Novacta Biosystems developed a lantibiotic derivative that entered Phase II clinical trials for treatment of Clostridioides difficile infections.

== Teaching and mentoring ==
Since 2007, Bibb has taught on and later became the lead organiser of a biennial Summer School in Applied Molecular Microbiology held in Dubrovnik, Croatia.

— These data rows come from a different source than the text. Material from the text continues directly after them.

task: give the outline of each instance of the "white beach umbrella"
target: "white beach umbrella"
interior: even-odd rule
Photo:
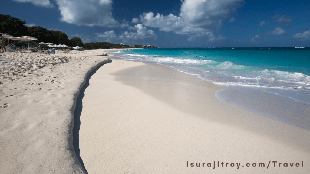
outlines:
[[[37,38],[36,38],[35,37],[31,37],[31,36],[21,36],[21,37],[17,37],[17,38],[18,38],[19,39],[29,39],[29,40],[28,40],[28,49],[29,49],[29,40],[31,40],[31,41],[39,41],[39,40],[38,40],[38,39],[37,39]],[[21,40],[21,41],[22,41],[23,40]],[[23,42],[22,42],[22,44],[22,44],[22,45],[23,45]]]
[[[25,38],[26,39],[30,39],[32,41],[38,41],[39,40],[36,38],[35,37],[31,37],[31,36],[21,36],[21,37],[19,37],[18,38]]]

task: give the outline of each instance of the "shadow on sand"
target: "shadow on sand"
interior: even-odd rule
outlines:
[[[80,131],[80,127],[81,126],[81,114],[82,113],[82,110],[83,109],[83,98],[85,95],[85,90],[89,85],[89,80],[91,76],[96,73],[97,71],[104,64],[103,64],[98,67],[95,69],[87,77],[85,85],[82,87],[79,95],[77,99],[76,105],[75,107],[75,110],[74,110],[74,125],[73,127],[73,147],[74,148],[74,151],[76,154],[78,159],[80,163],[83,168],[84,169],[86,173],[88,174],[87,171],[85,168],[84,163],[83,160],[80,156],[80,143],[79,139],[79,132]]]

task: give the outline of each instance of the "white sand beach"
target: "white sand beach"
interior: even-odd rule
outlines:
[[[88,75],[107,63],[82,99],[79,148],[88,173],[310,170],[309,130],[222,102],[215,93],[225,86],[97,56],[105,51],[0,54],[2,172],[85,173],[72,145],[75,102]]]
[[[2,173],[84,173],[72,145],[75,99],[87,75],[111,62],[104,53],[0,54]]]
[[[181,74],[113,59],[92,76],[79,132],[89,173],[308,172],[308,130],[225,103],[215,93],[225,86]]]

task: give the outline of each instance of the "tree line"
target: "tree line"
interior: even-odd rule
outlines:
[[[7,33],[15,37],[29,36],[37,38],[40,42],[51,42],[54,44],[65,44],[69,46],[78,46],[84,49],[99,48],[128,48],[129,45],[120,45],[107,42],[91,42],[84,43],[79,37],[69,39],[64,33],[59,31],[49,30],[38,27],[27,27],[27,23],[10,15],[0,14],[0,33]],[[135,48],[143,48],[142,45],[135,45]],[[153,48],[156,48],[151,46]]]

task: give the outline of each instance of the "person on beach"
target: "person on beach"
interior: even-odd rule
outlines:
[[[0,41],[0,45],[1,46],[1,50],[2,52],[6,52],[7,50],[5,49],[5,46],[4,45],[4,42],[6,41],[5,39],[2,36],[2,34],[0,34],[0,38],[1,38],[1,40]],[[4,50],[3,50],[4,48]]]

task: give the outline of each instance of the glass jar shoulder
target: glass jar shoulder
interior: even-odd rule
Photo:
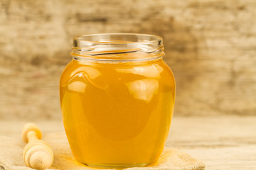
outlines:
[[[139,80],[146,81],[146,84],[151,81],[167,86],[174,84],[173,74],[162,60],[138,63],[92,63],[73,60],[63,71],[60,84],[66,84],[75,79],[100,86]]]

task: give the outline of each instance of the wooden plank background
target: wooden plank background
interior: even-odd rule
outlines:
[[[0,119],[59,119],[72,38],[164,38],[176,115],[256,115],[256,1],[0,0]]]

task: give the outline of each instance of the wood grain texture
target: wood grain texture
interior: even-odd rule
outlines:
[[[254,0],[1,0],[0,118],[60,118],[72,38],[156,34],[176,80],[175,113],[256,114]]]
[[[255,116],[174,117],[166,146],[201,160],[206,170],[255,170]],[[59,120],[35,123],[41,129],[43,136],[56,132],[64,133]],[[24,124],[22,121],[1,120],[0,135],[21,138]],[[50,144],[50,141],[46,142]]]

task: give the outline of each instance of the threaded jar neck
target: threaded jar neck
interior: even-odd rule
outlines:
[[[75,37],[70,55],[77,60],[132,62],[160,59],[164,52],[161,37],[110,33]]]

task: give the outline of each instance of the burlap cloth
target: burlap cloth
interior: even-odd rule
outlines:
[[[92,170],[76,162],[63,132],[48,133],[43,136],[54,152],[53,164],[49,169]],[[0,170],[31,169],[25,166],[22,152],[26,144],[21,139],[0,136]],[[204,164],[189,154],[176,149],[165,148],[159,160],[147,167],[134,167],[129,170],[203,170]],[[113,169],[112,169],[113,170]]]

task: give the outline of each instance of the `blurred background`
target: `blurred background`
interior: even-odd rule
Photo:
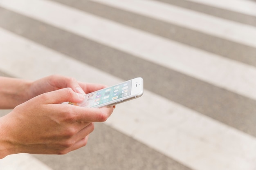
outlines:
[[[0,169],[255,170],[256,67],[254,0],[0,0],[0,75],[145,88],[85,147]]]

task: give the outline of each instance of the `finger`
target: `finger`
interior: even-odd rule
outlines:
[[[76,107],[79,111],[74,115],[75,119],[79,121],[89,121],[92,122],[103,122],[106,121],[113,112],[113,107],[98,108],[85,108]],[[79,114],[78,113],[81,113]]]
[[[85,97],[84,95],[74,92],[71,88],[67,88],[43,94],[36,99],[45,104],[53,104],[66,102],[79,103],[83,101]]]
[[[76,150],[86,145],[89,135],[91,133],[94,129],[93,123],[90,123],[86,127],[79,131],[76,135],[72,138],[68,139],[66,141],[67,145],[70,145],[72,144],[70,147],[63,151],[63,153],[69,152],[72,150]]]
[[[93,92],[108,87],[106,85],[101,84],[84,83],[81,82],[79,82],[79,84],[86,93]]]
[[[62,115],[68,116],[66,119],[70,121],[103,122],[110,116],[113,112],[113,107],[100,108],[88,108],[72,106],[70,104],[58,104],[53,106],[52,111],[62,112]]]
[[[74,78],[59,75],[53,75],[49,78],[50,83],[59,89],[71,88],[74,92],[85,94],[77,81]]]

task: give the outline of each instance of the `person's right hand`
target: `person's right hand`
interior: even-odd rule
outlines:
[[[3,157],[21,152],[65,154],[85,146],[94,128],[92,122],[105,121],[113,108],[60,104],[80,102],[84,97],[71,88],[63,88],[38,95],[1,117]]]

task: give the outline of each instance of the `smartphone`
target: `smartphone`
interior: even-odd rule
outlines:
[[[136,99],[143,94],[143,79],[137,77],[85,95],[81,103],[70,104],[87,108],[109,107]]]

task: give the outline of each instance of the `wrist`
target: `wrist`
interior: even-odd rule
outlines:
[[[0,118],[0,159],[9,155],[15,154],[15,147],[9,139],[7,132],[7,126],[3,119],[5,117]]]
[[[0,77],[0,108],[13,108],[29,99],[31,84],[21,79]]]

The programme provides training in the specialised metabolism of actinomycetes and related topics.

== Publications and impact ==
According to Google Scholar, Bibb has published over 190 research papers with an h-index of 89 as of March 2026. He has presented his work at over 70 international conferences.

== Honours and awards ==
- Fellow of the Royal Society (FRS), elected 2013
- Fellow, American Academy of Microbiology
- Emeritus Fellow, Society for Industrial Microbiology and Biotechnology
- Fellow, Royal Society of Chemistry
- Colworth Prize, Microbiology Society
- Charles Thom Award, Society for Industrial Microbiology and Biotechnology
- Norman Heatley Medal and Prize, Biochemical Society
- David Gottlieb Medal
- Lepetit Award
- Docteur Honoris Causa, University of Lorraine, Nancy, France (2015)

== Personal life ==
Bibb married Maureen (née Lynch) in 1978. They have two daughters, Eleana and Catherine and, courtesy of Eleana and Toby, they have three grandchildren: Sophia, Lillia, and Xavier.